# Can you burn wood with nails in it ?



## Nocattom

Came across some cut up pallets with lots of nails. Should this be used ?


----------



## DAKSY

Nocattom said:


> Came across some cut up pallets with lots of nails. Should this be used ?


 
It's wood. It'll burn, but if you do, don't throw your ashes in the driveway!


----------



## Doug MacIVER

Nocattom said:


> Came across some cut up pallets with lots of nails. Should this be used ?


 i do all the time when nails don't come out. i dont have ash pan in f100 so nothing to get hung up.


----------



## ScotO

does your stove have a catalytic converter?  if so, proceed with caution, as nails with galvanizing on them (zinc or cadmium plated) can be very hard on the catalytic converter.  If no CAT in your stove, then you should be fine (just follow Daksy's advice).


----------



## Backwoods Savage

You can also remove the nails afterwards with a large magnet going over the ashes.


----------



## BobUrban

And if you burn hot enough you will burn those nails too   But this advice is coming from a blacksmith and welder.  I and certain my forge would heat my house well but I do not want a 2000+ degree fire in here so probably best to take the better advice above.


----------



## Nocattom

Doug MacIVER said:


> i do all the time when nails don't come out. i dont have ash pan in f100 so nothing to get hung up.

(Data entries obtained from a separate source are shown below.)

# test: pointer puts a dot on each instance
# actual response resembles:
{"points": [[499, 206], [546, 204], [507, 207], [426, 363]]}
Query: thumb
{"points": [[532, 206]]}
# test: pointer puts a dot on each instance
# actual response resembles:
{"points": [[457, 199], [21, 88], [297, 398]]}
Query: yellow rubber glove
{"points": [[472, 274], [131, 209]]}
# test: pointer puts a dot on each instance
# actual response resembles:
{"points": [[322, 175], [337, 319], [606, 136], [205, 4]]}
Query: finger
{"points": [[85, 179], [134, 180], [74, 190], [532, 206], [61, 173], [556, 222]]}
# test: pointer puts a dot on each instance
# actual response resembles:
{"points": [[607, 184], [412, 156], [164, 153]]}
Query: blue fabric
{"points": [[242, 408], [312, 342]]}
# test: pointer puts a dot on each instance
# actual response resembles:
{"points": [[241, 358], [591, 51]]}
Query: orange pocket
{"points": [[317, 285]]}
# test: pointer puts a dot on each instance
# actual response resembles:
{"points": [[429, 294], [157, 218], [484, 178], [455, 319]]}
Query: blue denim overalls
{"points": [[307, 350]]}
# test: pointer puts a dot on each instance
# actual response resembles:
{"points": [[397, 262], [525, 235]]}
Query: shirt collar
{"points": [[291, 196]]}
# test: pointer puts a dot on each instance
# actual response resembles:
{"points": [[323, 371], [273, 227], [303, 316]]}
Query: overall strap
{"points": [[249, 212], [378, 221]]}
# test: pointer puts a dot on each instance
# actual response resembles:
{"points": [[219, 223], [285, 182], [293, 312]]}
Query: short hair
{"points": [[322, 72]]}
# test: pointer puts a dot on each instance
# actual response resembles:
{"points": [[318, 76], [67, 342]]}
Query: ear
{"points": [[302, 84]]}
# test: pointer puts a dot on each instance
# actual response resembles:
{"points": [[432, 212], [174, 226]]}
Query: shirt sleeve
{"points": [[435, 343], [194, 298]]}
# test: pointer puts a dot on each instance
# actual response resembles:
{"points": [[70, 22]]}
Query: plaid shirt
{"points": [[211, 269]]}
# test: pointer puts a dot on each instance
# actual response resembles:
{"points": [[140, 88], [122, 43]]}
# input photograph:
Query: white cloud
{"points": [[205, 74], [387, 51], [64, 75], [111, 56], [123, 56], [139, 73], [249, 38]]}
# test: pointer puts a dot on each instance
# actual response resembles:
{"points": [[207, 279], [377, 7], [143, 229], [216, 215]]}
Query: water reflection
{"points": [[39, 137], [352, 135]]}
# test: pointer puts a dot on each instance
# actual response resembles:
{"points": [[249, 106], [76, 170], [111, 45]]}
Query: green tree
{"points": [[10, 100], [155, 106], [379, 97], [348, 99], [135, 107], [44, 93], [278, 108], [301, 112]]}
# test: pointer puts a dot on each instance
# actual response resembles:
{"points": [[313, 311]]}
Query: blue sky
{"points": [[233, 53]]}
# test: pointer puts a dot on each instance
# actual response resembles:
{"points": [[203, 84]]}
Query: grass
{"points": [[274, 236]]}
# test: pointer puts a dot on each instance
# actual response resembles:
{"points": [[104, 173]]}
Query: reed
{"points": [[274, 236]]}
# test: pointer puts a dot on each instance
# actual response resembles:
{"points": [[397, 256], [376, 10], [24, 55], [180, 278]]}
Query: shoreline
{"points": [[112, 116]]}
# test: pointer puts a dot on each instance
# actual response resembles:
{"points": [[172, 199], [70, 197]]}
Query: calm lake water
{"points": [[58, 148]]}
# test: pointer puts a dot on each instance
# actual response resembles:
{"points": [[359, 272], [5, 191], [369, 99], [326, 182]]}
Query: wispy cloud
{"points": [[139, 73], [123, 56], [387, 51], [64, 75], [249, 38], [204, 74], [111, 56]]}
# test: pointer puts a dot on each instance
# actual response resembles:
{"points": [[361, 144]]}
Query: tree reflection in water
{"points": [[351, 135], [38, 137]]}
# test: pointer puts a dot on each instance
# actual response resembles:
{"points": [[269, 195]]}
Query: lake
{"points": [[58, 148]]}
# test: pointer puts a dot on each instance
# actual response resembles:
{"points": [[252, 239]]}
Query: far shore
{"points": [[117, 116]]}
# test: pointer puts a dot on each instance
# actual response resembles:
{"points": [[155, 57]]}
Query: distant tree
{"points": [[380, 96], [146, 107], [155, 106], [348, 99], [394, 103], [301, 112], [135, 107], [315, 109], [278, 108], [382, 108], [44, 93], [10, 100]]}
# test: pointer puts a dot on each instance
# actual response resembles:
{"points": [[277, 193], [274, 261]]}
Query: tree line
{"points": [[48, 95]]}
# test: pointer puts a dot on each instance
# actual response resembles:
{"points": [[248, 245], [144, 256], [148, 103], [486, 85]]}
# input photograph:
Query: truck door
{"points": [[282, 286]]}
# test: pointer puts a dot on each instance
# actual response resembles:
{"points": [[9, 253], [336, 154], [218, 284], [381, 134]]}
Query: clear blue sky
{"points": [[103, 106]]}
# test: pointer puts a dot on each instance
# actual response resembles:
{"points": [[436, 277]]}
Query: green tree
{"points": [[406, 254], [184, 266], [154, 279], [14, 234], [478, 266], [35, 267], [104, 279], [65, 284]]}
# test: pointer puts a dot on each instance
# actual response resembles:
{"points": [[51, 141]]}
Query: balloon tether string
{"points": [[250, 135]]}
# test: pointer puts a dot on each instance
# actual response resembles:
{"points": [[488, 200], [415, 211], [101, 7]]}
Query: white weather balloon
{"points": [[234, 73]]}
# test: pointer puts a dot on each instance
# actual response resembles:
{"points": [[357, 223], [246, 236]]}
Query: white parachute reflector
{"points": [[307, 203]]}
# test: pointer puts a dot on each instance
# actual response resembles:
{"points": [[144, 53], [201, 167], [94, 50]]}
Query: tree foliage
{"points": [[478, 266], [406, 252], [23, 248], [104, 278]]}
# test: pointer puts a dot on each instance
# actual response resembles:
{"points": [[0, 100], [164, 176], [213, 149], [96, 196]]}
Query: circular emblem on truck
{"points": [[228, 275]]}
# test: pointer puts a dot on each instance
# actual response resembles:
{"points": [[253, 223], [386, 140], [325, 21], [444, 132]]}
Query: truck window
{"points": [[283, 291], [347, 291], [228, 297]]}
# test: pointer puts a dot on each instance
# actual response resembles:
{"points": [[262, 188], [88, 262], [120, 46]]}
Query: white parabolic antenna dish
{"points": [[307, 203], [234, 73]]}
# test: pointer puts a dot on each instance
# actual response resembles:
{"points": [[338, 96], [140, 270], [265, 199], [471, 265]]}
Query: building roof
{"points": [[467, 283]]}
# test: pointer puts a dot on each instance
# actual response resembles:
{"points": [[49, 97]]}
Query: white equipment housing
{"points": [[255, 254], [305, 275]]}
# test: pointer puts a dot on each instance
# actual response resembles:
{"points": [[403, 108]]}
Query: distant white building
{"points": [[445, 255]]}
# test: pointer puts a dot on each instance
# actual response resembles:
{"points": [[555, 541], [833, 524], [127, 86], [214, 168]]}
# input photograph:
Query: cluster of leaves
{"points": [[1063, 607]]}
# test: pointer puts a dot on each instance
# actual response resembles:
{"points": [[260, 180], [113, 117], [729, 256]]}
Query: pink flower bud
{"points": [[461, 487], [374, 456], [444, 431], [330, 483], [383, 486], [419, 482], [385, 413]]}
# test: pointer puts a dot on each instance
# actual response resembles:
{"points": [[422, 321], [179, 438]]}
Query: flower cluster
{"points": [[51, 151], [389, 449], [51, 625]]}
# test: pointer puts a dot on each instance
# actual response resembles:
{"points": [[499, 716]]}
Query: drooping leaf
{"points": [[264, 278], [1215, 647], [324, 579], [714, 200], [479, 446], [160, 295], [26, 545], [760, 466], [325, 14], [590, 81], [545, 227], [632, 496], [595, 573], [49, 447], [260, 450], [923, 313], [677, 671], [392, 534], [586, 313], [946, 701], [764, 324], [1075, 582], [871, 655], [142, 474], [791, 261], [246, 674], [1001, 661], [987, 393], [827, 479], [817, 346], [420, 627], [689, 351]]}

Doug, good point about the ash pan! The stove is a PE and i have read on this forum they can be a problem. Im not going to use the wood


----------



## Hearth Mistress

Also, I been told not to use an ash vacuum and if you have a "professional" come do your cleaning, our first one was free since they did the install, be sure to warn them you burn pallets so they don't ruin their vacuum either.

Pallet wood burns HOT and FAST so don't load it up. I use a saws-all with 9" demo blades to cut both sides at once, that six-sigma pays off in all aspects of my life   I tried using my chainsaw but that was a bit too much for me, a lot of kick back and screws up your chain fast hitting nails.

Good Luck!


----------



## mattjm1017

I do it sure hope its not a problem I don't really feel like taking the time to remove nails. If its a problem though I reckon ill start pulling nails.


----------



## lopiliberty

I do it all the time and just remove the nails from the ashes before throwing them out.  Next year wood pile has a couple of splits with big spikes in them.  I tried to get them out but couldn't so I'm going to let the stove remove them


----------



## BrowningBAR

I do it in the non-cat stoves.

But rarely, meaning; accidentally, do I do it with the cat stoves. I have seen some say it doesn't matter with a cat and others say it could shorten the life of the cat. So, I tend to err on the side of caution.


----------



## fossil

Burned plenty of wood with nails in it in my shop (non-cat) stove.  My ashes find their way out eventually with the trash, so I've no worries about nails in gardens, lawns, or on driveways...or anywhere else.


----------



## Paulywalnut

Probably throw a little more heat


----------



## aussiedog3

I never do.  Just wood, no cardboard, no leftover christmas wrapping paper, no nothing, just wood.
My ashes go on the driveway, garden or compost pile.


----------



## lopiliberty

aussiedog3 said:


> no cardboard, no leftover christmas wrapping paper, no nothing


I burn everything listed, not large amounts just cereal boxes and other small boxes(of course I tear it up in small pieces and add them one at a time) and what a fire it makes for a few seconds


----------



## HDRock

I burn pallets w nails in my dragon , no problem, have to clean out ashes more often, but the nails in the ash actually retain heat.
They use coated spiral nails so the pallets don't fall apart, which makes them a real bugger to pull.
I cut em up with a small chainsaw , it's fast and, I have never hit a nail 
Like said, that stuff burns hot n fast, don't put to much in   , usually I burn it along with big splits


----------



## Doug MacIVER

mattjm1017 said:


> I do it sure hope its not a problem I don't really feel like taking the time to remove nails. If its a problem though I reckon ill start pulling nails.


 i take the time to remove probably 90+percent of the nails ocb i guess.  burn a  little pine mostly poplar and what oak pallets i can get at my shop. we do get some so. american mahogany leather pallets and they are a treat, great burn, free oil my friends. nails no problem for me as i've said


----------